Salvo che lo statuto, la delibera di nomina del liquidatore o l’assemblea non vietino espressamente la cessione dell’azienda, il liquidatore è autorizzato a disporla, in fase di liquidazione, in base al generale disposto dell’art. 2489 c.c. L’alienazione dell’unica azienda o di un ramo di azienda deve ritenersi come atto modificativo dell’oggetto sociale solo nell’ipotesi in cui la società stia operando in continuità e secondo gestione caratteristica.

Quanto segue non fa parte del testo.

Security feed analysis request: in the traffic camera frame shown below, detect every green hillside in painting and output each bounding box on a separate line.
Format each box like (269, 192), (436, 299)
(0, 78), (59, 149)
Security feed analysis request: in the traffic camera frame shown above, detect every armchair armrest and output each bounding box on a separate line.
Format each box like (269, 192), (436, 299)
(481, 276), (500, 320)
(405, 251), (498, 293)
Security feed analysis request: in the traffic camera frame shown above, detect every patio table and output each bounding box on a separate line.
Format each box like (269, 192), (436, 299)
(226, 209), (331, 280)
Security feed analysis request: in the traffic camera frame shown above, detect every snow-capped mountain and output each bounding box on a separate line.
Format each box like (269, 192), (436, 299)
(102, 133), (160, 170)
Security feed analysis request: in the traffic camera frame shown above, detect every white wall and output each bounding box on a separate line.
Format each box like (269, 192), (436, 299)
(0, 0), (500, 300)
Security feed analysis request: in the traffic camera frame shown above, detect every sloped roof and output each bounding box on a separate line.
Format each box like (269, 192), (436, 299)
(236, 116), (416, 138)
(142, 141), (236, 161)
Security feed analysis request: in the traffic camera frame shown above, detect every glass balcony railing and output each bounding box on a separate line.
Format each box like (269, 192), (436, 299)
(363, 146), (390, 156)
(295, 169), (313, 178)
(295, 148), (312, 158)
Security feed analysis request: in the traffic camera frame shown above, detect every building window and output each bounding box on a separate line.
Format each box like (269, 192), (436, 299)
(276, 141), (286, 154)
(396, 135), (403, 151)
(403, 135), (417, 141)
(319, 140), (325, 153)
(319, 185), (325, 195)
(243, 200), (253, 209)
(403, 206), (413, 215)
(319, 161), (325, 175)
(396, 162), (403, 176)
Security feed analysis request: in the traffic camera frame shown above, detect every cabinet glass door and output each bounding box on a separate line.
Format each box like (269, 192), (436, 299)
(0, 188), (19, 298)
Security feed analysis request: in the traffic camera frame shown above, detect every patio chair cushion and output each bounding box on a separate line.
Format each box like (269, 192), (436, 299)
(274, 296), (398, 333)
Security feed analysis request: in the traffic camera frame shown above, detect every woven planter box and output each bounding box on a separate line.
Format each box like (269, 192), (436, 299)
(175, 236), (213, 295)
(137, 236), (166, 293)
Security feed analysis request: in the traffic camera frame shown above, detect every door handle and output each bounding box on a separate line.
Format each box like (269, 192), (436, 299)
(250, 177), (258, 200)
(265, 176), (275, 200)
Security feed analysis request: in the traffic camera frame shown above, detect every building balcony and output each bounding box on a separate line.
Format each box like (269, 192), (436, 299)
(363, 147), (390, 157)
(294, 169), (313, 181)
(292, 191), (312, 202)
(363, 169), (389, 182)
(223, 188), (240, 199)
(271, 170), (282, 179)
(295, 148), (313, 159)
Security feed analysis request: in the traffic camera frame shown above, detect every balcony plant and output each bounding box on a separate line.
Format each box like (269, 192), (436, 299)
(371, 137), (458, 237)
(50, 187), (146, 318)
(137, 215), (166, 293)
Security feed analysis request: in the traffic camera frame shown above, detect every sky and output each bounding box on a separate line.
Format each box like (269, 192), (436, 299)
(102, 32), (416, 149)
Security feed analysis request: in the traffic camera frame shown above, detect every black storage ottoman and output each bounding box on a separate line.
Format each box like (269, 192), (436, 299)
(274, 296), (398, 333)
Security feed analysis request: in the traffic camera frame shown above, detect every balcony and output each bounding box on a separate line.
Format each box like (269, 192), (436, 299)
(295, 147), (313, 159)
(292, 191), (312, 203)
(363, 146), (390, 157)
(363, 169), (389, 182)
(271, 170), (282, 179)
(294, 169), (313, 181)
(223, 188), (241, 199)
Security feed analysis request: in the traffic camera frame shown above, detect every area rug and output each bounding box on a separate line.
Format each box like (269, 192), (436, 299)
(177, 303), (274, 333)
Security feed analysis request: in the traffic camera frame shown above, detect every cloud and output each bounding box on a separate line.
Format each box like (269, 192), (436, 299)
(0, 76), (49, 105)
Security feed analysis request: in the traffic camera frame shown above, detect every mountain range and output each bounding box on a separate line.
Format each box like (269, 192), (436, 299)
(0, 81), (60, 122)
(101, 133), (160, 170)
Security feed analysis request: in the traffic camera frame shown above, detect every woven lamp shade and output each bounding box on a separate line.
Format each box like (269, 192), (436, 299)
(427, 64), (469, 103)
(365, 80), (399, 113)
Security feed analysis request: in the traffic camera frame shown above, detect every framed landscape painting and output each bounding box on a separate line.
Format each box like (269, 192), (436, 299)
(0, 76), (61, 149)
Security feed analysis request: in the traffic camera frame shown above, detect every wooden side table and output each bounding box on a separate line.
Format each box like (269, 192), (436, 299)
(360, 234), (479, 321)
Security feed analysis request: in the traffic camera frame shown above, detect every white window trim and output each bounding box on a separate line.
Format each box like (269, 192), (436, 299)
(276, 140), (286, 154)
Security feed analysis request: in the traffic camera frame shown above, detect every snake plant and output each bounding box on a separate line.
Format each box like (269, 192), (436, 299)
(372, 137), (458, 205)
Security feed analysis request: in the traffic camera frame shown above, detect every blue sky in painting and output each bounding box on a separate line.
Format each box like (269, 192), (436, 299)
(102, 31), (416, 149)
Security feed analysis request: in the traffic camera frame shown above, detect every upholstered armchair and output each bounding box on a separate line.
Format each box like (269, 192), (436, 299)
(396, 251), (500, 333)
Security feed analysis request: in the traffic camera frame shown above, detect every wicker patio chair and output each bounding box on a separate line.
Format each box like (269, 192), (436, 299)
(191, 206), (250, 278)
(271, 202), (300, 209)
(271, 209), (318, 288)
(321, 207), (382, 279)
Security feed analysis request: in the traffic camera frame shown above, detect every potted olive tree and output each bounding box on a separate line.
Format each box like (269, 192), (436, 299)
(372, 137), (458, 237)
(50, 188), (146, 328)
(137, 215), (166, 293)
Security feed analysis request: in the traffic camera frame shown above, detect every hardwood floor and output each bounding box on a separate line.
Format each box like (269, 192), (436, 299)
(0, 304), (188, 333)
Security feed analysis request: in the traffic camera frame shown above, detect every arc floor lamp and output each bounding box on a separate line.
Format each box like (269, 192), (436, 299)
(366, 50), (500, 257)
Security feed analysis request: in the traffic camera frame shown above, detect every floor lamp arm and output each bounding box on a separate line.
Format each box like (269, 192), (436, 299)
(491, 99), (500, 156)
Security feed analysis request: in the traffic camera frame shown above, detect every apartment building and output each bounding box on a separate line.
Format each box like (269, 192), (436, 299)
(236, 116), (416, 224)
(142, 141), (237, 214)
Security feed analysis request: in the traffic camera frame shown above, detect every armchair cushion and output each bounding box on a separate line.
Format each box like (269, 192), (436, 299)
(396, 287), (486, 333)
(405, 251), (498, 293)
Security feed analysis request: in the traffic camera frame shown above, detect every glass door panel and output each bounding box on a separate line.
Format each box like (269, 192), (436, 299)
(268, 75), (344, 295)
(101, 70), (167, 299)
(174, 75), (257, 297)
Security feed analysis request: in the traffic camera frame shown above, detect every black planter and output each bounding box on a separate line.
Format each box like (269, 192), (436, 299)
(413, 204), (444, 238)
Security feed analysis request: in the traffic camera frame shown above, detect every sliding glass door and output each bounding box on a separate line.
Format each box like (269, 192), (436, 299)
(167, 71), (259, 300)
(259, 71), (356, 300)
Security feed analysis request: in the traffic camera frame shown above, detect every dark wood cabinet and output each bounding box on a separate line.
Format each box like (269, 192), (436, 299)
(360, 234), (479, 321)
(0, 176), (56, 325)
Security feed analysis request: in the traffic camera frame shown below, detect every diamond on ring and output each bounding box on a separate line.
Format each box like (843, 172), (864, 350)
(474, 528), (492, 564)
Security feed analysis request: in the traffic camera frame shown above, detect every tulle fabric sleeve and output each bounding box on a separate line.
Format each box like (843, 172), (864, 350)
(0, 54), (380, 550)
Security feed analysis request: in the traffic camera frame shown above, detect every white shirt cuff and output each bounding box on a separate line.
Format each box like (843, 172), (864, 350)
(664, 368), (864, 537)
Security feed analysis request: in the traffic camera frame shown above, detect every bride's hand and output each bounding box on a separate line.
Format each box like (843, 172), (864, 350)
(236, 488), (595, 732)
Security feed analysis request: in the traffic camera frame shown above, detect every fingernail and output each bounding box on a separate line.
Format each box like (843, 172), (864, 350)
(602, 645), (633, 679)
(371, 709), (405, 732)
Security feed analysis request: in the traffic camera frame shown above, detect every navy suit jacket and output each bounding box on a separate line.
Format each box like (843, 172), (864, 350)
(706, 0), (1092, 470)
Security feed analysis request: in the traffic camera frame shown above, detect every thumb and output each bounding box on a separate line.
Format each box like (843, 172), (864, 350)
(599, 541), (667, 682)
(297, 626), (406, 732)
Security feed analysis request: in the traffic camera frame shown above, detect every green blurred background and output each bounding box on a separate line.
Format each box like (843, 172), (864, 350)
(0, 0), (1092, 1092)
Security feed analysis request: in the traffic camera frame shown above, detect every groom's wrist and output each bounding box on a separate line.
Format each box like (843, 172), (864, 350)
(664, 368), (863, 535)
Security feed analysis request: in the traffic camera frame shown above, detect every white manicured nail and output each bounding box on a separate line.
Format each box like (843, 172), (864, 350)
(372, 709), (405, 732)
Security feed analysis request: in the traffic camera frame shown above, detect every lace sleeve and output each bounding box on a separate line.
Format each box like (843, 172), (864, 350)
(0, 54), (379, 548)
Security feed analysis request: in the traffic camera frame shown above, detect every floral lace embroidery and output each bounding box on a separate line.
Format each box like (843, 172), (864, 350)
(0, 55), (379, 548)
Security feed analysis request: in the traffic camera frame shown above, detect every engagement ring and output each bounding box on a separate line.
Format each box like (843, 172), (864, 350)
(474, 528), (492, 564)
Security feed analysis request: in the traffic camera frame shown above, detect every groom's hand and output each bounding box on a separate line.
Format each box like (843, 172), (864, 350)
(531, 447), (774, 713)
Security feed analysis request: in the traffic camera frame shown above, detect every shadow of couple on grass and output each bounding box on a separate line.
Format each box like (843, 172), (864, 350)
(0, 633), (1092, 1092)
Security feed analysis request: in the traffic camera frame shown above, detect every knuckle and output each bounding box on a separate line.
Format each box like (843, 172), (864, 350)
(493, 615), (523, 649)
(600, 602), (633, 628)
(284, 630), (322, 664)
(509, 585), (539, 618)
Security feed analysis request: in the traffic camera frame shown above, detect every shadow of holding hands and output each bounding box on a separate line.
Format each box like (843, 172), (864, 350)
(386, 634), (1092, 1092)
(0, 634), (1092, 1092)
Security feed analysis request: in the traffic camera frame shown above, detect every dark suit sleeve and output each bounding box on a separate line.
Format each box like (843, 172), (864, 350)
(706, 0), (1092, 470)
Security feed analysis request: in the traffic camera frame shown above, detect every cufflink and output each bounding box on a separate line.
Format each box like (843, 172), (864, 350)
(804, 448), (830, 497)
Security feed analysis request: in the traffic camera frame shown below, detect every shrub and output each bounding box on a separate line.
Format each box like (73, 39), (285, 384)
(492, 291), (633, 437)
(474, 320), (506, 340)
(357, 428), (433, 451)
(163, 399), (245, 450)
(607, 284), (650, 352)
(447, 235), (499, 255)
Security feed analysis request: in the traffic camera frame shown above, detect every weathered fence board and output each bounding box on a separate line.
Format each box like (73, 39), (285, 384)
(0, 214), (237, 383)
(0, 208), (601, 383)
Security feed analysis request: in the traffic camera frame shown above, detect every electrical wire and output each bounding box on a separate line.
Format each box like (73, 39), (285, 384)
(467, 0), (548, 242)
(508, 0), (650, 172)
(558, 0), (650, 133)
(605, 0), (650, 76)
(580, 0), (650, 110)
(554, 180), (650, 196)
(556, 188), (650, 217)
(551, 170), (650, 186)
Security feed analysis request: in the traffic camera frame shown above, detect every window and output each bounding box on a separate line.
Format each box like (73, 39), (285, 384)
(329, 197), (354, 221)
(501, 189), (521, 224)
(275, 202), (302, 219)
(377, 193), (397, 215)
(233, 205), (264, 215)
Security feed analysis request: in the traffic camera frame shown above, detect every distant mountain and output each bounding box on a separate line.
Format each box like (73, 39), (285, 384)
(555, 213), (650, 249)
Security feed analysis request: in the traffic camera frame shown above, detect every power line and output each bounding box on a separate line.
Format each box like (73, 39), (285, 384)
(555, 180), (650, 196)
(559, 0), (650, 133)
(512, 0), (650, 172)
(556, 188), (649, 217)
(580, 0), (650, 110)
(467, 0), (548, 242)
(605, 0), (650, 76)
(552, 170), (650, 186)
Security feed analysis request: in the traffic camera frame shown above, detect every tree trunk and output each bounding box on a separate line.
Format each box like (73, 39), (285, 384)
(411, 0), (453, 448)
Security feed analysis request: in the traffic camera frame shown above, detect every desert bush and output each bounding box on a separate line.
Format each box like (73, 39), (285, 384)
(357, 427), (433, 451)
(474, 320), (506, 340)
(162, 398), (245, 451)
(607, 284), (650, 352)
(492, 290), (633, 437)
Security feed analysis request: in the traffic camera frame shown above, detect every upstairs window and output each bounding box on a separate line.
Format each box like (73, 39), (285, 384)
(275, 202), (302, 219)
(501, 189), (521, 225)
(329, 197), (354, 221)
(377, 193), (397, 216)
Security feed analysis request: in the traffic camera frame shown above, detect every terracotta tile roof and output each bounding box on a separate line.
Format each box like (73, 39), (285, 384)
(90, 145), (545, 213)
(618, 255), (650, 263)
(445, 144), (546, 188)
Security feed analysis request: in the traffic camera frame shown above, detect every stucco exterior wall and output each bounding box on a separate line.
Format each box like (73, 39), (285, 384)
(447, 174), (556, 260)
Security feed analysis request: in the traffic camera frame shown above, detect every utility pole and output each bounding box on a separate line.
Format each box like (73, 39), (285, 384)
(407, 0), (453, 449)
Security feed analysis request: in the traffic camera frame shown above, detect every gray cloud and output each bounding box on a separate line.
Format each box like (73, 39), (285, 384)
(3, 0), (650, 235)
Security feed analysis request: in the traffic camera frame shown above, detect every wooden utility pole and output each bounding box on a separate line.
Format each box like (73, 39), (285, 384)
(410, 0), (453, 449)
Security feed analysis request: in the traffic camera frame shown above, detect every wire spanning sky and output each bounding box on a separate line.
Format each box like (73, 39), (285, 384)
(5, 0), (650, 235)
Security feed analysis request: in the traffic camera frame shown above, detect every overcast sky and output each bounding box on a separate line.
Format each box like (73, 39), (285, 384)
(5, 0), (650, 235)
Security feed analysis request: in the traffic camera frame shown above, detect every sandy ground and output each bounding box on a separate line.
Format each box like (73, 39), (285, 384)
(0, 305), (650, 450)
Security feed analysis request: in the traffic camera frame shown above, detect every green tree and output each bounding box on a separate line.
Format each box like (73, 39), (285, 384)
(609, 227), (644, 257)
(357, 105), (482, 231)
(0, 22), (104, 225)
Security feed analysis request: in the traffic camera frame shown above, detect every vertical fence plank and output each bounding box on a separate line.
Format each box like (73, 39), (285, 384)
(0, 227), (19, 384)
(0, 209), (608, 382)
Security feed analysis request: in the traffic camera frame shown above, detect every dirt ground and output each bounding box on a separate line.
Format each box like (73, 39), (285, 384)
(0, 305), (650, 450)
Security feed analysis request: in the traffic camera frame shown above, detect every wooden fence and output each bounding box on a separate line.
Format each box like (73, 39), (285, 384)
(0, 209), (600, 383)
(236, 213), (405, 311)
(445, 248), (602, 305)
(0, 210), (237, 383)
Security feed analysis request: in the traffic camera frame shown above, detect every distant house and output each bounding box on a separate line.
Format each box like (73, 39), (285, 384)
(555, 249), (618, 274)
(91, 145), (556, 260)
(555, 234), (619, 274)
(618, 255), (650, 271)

Infatti, una volta deliberata la liquidazione, la vendita o cessione dei beni e degli assets societari costituisce la principale modalità di attuazione dello scopo liquidatorio e pertanto non integra un mutamento dell’oggetto sociale tale da richiedere la necessaria autorizzazione assembleare, così come non va a integrare una rilevante modificazione dei diritti riservati ai soci nella fase liquidatoria.
Nel caso in cui la nomina del liquidatore avviene ai sensi dell’art. 2487, co. 2, c.c., al tribunale, che non svolge un’attività meramente suppletiva di natura eccezionale, deve essere riconosciuto non solo il potere di nomina del liquidatore ma anche quello di determinare i poteri di quest’ultimo e le regole della liquidazione.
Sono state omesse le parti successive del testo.